Treatment of prolapsed disc

Most of us imagine that having a prolapsed disc or disc hernia in the spine is a problem from which there is no way out and can only be solved by an operation. At the same time, disc hernias in the lumbar spine, after the age of thirty, occurs in about 70% of the population, however not all cases have difficulties. Does that mean that the outbreak itself doesn’t matter at all?

The truth is that if a disc hernia arises, it is to some extent an irreversible damage. However, this doesn’t mean there will be permanent physical difficulties. Under good and healthy conditions, the human organism has large self-repair mechanisms that largely contribute to a stable recovery.

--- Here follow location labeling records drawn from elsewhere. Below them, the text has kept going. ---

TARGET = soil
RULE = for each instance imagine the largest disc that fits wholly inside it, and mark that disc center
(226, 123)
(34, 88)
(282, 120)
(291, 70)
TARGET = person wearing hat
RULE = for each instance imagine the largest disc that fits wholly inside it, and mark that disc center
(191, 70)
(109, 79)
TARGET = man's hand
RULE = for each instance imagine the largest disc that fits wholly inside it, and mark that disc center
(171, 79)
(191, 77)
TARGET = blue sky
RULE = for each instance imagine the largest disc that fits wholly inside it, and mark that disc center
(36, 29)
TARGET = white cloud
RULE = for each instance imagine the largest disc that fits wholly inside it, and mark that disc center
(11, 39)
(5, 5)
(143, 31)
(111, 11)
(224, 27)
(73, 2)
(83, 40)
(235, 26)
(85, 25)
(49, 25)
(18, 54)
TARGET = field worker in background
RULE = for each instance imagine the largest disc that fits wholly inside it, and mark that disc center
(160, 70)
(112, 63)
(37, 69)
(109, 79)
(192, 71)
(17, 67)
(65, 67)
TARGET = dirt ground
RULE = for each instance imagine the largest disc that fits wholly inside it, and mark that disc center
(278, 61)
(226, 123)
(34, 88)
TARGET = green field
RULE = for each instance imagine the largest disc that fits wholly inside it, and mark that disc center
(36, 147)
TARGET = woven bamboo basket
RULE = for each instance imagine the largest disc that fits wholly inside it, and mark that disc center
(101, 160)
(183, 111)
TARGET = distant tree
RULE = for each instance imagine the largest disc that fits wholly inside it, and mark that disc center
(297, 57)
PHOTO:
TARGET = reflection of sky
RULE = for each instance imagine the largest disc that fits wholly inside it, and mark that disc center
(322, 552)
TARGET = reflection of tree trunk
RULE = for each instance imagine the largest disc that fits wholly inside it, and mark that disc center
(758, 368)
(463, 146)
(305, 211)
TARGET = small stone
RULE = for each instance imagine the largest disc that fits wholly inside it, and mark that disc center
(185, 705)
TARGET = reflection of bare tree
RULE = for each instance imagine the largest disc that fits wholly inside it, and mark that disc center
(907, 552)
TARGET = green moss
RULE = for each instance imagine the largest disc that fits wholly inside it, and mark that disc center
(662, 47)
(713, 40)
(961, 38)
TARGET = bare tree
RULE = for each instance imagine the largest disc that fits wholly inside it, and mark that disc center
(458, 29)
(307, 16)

For the majority of people who suffer from disc hernias, conservative treatment provides enough relief and successful recovery. What leads to long-term results is undergoing a program of physiotherapy including specific therapeutic exercises. These are usually very gentle exercises that do NOT provoke pain, alleviate muscle tensions and strengthen back and core muscles to increase support and stability. This eventually decreases the compression on the discs, allows any swelling to subside and prevent the hernia from being ‘pushed’ into the canal. From that, exercise therapy, when done correctly, may provide quick relief (even within a day) but for healthy long-term effects, compliance and patience is required from the patient.